Why am I so awed by the nameyness of this thing? My impression of respectable classical music theory is that it’s not very concerned about specific melodic phrases, preferring to discourse in grander ideas like transformations and inversions and progressions and harmony and form. And that’s just from when I took AP Music Theory in high school; my impression is that when you enter music colleges and more rarefied spaces of professorial thought, the things you discuss now bear portentous names like Neo-Riemannian theory and Schenkerian analysis. This is sort of like how early biology was like “I found this strange lizard on my travels in Sumatra” but modern biology is like “statistical algorithms to infer population structure” so if you want to be taken seriously in a 21st century biology lab you have to be more like “we performed X analysis on these gene sequences and identified Y genes to be statistically significant after Bonferroni correction” and less like “hey, look at this weird bird!”
But I like the weird birds! Abstraction may get you tenure, but me, it’s easier to think about weird birds and “dum, da-dum, da-dat-dat-dat-dat-dum!” than EM algorithms and Schenkerian analysis.

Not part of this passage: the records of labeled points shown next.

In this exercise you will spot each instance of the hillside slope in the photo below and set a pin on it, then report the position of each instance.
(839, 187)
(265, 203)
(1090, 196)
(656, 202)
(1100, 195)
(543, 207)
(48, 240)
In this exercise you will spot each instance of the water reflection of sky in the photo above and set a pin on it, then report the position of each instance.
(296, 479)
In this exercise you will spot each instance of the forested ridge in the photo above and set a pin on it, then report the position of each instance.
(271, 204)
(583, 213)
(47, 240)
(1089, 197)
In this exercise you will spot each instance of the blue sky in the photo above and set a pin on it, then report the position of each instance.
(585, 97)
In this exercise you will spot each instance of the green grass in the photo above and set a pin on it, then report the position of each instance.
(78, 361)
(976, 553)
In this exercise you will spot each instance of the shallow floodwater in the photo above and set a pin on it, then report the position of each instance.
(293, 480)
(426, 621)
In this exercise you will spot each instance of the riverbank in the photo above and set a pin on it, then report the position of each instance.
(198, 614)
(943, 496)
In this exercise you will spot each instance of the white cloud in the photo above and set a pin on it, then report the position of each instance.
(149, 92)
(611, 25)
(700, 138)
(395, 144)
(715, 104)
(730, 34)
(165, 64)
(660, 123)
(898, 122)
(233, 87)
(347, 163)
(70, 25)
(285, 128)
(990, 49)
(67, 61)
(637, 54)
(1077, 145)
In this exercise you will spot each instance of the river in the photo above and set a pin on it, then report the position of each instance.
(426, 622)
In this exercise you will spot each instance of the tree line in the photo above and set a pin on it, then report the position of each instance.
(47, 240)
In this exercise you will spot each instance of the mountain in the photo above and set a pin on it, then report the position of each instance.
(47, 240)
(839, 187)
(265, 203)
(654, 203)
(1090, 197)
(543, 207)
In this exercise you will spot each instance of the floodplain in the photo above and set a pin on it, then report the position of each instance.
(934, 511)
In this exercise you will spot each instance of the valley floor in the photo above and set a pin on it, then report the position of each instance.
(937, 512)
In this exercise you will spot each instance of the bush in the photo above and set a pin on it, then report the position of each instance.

Names make things easier to think about, easier to study. We have names for complicated abstract things because we need to in order to be able to study them at all. But I wonder what it means that I knew what the heck is the Riemannian Tonnetz years before I learned that there’s a name for “dum, da-dum, da-dat-dat-dat-dat-dum!”
(Okay, true, the weird birds do have names, they even have scientific Latin ones, but the point is this is something I never studied in school, maybe my teachers or the state curriculum decided that was less important than what mitochondria are the powerhouse of.)
I wonder what other melodic phrases have names. I can think of a lot of phrases across jazz and rock and pop that could have names. The only named one I can think of right now is the seven-note jazz licc.